NEW YORK — For the first time in a national poll, Ben Carson has overtaken Donald Trump, leading the Manhattan businessman in the CBS News/New York Times survey of Republican primary voters out Tuesday.
Carson earned 26 percent, while Trump grabbed 22 percent, within the margin of error but a reversal of longstanding polling trends. Meanwhile, Florida Sen. Marco Rubio came in third with 8 percent and former Florida Gov. Jeb Bush and Carly Fiorina earned 7 percent each. All other candidates received 4 percent or less support.
Reacting on MSNBC’s “Morning Joe” on Tuesday to those results and to four recent Iowa polls that found him trailing the retired neurosurgeon, Trump said that he generally believes in polls, having studied about them while a student at the Wharton School of Business.

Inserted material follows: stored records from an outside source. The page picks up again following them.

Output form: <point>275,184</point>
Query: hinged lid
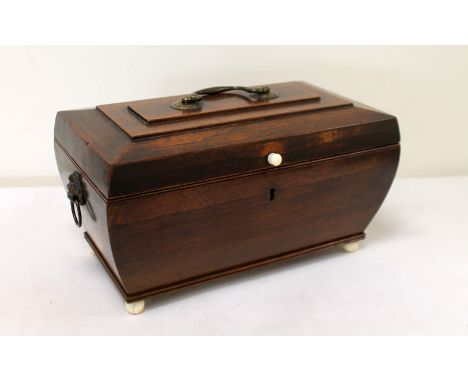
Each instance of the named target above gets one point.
<point>132,148</point>
<point>154,117</point>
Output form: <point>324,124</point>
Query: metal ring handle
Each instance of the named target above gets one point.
<point>78,220</point>
<point>192,102</point>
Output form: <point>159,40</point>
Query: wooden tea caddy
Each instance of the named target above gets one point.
<point>174,191</point>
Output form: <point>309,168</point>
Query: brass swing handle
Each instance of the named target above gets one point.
<point>193,102</point>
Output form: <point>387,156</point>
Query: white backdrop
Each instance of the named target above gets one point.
<point>425,87</point>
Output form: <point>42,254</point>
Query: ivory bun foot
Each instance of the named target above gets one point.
<point>351,247</point>
<point>136,307</point>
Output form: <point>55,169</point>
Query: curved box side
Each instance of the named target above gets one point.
<point>167,240</point>
<point>94,211</point>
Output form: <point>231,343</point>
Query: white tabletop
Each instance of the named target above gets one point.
<point>409,277</point>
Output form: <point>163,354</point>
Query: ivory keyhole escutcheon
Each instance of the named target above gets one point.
<point>274,159</point>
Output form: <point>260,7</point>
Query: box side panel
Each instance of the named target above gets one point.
<point>94,211</point>
<point>168,238</point>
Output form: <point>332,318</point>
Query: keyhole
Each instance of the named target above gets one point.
<point>272,194</point>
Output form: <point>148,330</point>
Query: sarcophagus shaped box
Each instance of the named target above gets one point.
<point>173,191</point>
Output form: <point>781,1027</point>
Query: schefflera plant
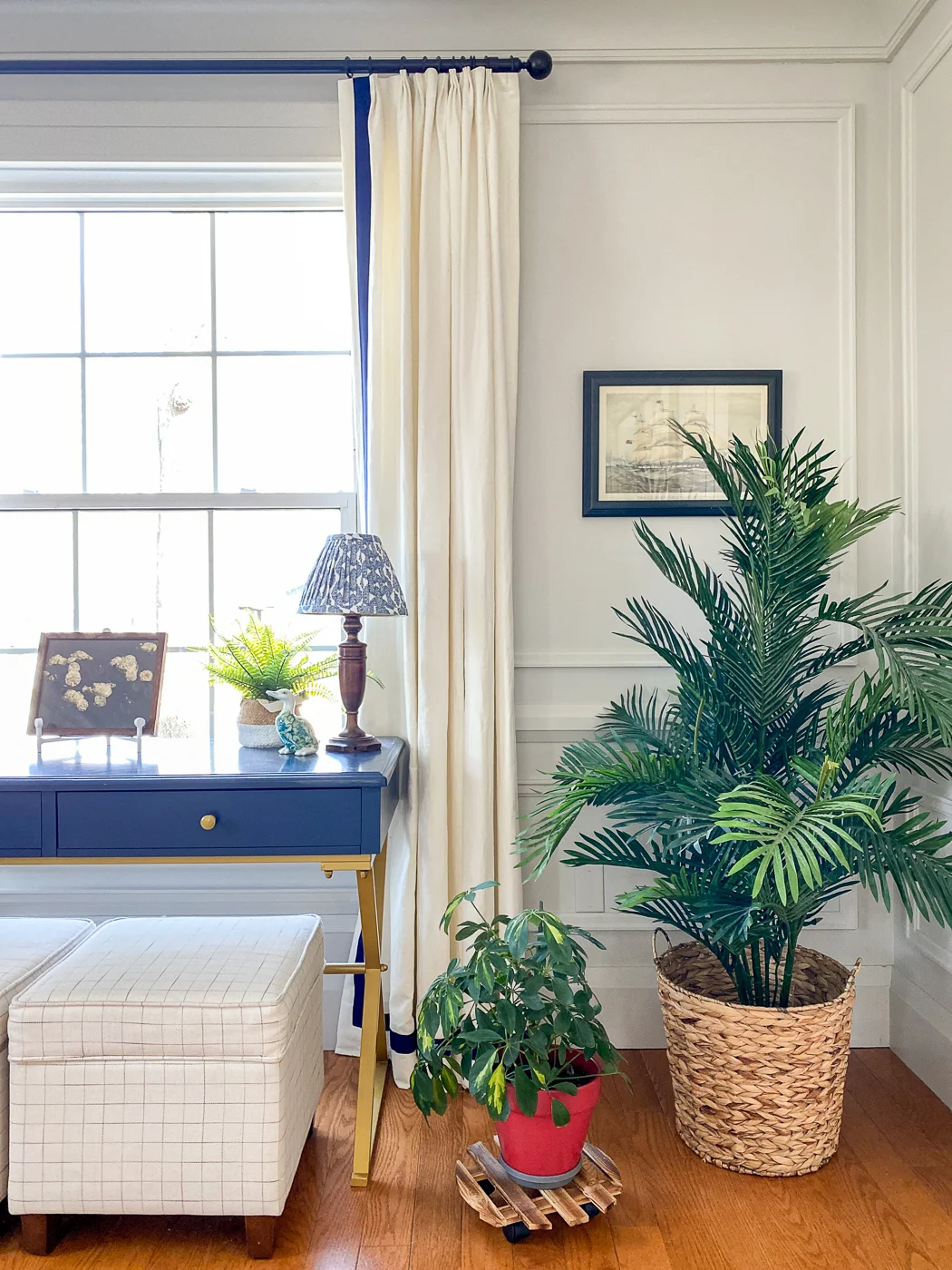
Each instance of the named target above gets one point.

“Well I think you have to understand polls. And when I was at school, when I was at Wharton, we actually had a case on polls, we had a one-month study on polls. I believe in polls, I generally believe in polls. The thing with these polls, they’re all so different, they’re coming from all over the lot where one guy’s up here and somebody else is up there or you see swings of 10 and 12 points and you know, like, immediately, the same day,” Trump remarked. “So right now, it’s not very scientific. I think it’s very hard when you have this many. … I think they say something, at least they spot a trend.”